On the contrary, though he explains his points unusually well, they are familiar enough even to people who are (or, in my case, were) even peripherally involved in the minutiae of electronic design in the instrumentation field.
I first became involved with DACs over 40 years ago though (obviously) not in the audio sector. Nothing JS describes runs counter to my preliminary experiences way back then or to my somewhat wider exposure since.
So, instead of lecturing the rest of us on how dumb we are, why not tootle off, do some reading on the issues and come back when you have a bit more understanding and perhaps a more positive contribution to make?
Otherwise, you risk losing your credibility with some stray dog from Hydrogen Audio - who has no tools at his disposal to even repeat the experiment, let alone interpret the results.
Hey, feel free to ignore my posts.

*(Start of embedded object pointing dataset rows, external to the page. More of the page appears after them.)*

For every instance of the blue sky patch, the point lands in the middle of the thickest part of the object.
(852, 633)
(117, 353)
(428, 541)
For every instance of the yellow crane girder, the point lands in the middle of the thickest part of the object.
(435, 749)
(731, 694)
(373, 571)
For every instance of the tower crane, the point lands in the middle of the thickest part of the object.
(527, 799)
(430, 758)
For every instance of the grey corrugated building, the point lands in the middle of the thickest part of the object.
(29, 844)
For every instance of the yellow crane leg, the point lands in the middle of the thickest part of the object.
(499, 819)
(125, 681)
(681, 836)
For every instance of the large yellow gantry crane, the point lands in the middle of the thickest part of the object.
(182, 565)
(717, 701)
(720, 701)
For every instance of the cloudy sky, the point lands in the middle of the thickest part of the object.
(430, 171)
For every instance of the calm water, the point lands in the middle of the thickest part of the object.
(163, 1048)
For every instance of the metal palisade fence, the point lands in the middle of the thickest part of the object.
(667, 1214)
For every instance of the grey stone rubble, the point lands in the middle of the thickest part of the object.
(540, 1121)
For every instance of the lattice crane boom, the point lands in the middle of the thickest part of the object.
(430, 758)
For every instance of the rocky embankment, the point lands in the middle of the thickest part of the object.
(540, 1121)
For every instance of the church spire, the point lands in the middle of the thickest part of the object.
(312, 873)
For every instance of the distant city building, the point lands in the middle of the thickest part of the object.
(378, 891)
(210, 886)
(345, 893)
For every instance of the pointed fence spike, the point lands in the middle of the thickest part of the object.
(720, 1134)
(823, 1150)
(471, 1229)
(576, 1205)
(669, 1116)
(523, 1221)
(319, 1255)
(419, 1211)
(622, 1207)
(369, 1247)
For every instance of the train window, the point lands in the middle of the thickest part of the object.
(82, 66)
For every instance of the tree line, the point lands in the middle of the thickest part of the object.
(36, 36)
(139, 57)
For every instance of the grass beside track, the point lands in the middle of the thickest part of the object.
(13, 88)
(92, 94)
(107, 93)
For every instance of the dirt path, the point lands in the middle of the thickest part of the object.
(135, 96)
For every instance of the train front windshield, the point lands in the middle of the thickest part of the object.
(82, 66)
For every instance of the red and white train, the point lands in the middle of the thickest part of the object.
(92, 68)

My nick is pretty distinctive so it should be no surprise to you if you click on something I've posted.
With regard to JS's articles, my complaint is that he never ties his theories to reality. For example, there is a lot of hand waving about jitter. At one point he says: "The spectrum of this noise and jitter has a VERY strong component at either 1KHz or 8KHz, both of which are directly in the audio range." I'm not saying this is untrue, but I am asking just how much jitter and noise are we talking about here? Is this something to worry about or can it be ignored? JS never tells us. "VERY strong" is not data. "VERY strong" is a value judgment. Why am I a bad guy for wanting to see some data so I can make my own value judgment? How is asking for some data "lecturing the rest of us on how dumb we are?" Read the comments to JS's articles. I'm not the only one who was dissatisfied with them. I'll happily concede that JS's articles raise interesting engineering questions. What I want to know is whether or to what extent those questions have been answered by current technology. Oddly enough, whenever I read a review of a current component that includes a jitter and noise measurement, the jitter and noise levels always seem to be vanishingly low. Where are these lions and tigers and bears I'm supposed to worry about? Has current engineering extirpated them?
If the interior of my PC is the blasted moonscape JS and others on this forum seem to think it is, how come beautiful music comes out of it when I turn it on? For that matter, why does it even turn on?
What's your idea of a "more positive contribution?" Sucking up to the inmates who post tales of magical SATA cables or $60 a piece thimbles? Perhaps my skepticism is a positive contribution to this forum. No one should get too complacent. People should be ready to defend their positions. Lord knows I've done enough of that since I started posting here.
JE
I guess you need proof that no one here can give you. Not even John Swenson.
I guess the best thing for me to is ignore your posts.